As Libby stated in her disclaimer, if you are looking for a book with a ton of hot steamy sex, then this is not the book for you. Don't let that discourage you from reading this book. Through Infinity will pull on the strings of your heart and have you falling in love with this family.

Through Infinity flowed effortlessly and with every turn of the page, I was left wanting more. I loved the connection between Jason and Candace. Their relationship felt very "real" to me and I could totally relate to them. With all the obstacles that Candace faces, her family never once left her side. They were very supportive and that was one of the many reasons why I loved them. I couldn't imagine waking up one day and not knowing who I was, who my family was, not remembering by husband, or my own children. Through Infinity melted my heart.

Lets not forget about Candace's husband, Jason. I will scream that from the roof tops, I absolutely loved him. Candace could not have asked for a better husband. He was so compassionate, understanding, patient and loving.

Through Infinity is a MUST READ.

I was gifted a copy in exchange for an honest review.
Reviewed by Heather

through infinity book trailer from Libby Austin on Vimeo.

thanks for the memories excerpt

“Mommy! Mommy! Waked up! Santa comed,” being yelled in my ear jolted me awake. It felt like I had just fallen asleep.

“I’m awake,” I mumbled, ready to turn over and go back to sleep, and then it hit me; IT WAS CHRISTMAS MORNING! Popping up in bed, I almost head-butted Dawson, who had leaned over me in his efforts to wake me up. “It’s Christmas morning,” I told him in my excitement.

He grabbed my hand and tugged. “I knowed! And Santa camed! Comed on, get up, so we can see’d wha’ he bringed us!”

Reaching across the bed, I shoved Jason a little too enthusiastically—how he was still asleep with all the commotion, I’ll never understand—and shouted, “Get up, Jason. Santa’s been here and the kids are awake.” Not waiting to see if he replied, I hopped out of bed and slid on my slippers as Dawson pulled on my hand. “Okay, okay, let’s go see what the big man brought this year.”

Dawson scampered out of the room and down the hallway to the family room while I struggled to keep up.
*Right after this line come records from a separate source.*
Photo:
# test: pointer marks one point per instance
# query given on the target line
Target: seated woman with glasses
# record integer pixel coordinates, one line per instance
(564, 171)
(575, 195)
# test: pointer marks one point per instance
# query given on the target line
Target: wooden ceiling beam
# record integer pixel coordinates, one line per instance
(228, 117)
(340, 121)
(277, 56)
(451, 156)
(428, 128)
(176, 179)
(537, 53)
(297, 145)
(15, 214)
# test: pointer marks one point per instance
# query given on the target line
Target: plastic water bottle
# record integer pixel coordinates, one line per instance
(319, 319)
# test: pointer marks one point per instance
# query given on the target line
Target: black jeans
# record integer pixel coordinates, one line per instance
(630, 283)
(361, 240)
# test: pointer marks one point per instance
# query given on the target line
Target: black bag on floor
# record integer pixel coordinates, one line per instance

Reaching the family room with its stacks of brightly wrapped packages, I was as overwhelmed as my little boy standing beside me, and I had already seen it all. We both stood there with our mouths agape until I realized Damaris, Sybany, and Xavier weren’t here. “Buddy, did you wake up your brother and sisters?”

“Nope,” he said as he shook his head; his eyes never leaving the colorful scene before us.

I turned him toward the stairs and instructed, “Go wake them up, and I’ll drag Daddy out of bed, then we’ll meet back here to start unwrapping presents.” Then I gave him a gentle push to get him going.

“I’m awake,” Jason said with a yawn as he walked into the family room, scratching his chest. “I’m gonna go start the coffee while we wait for the kids to come down.”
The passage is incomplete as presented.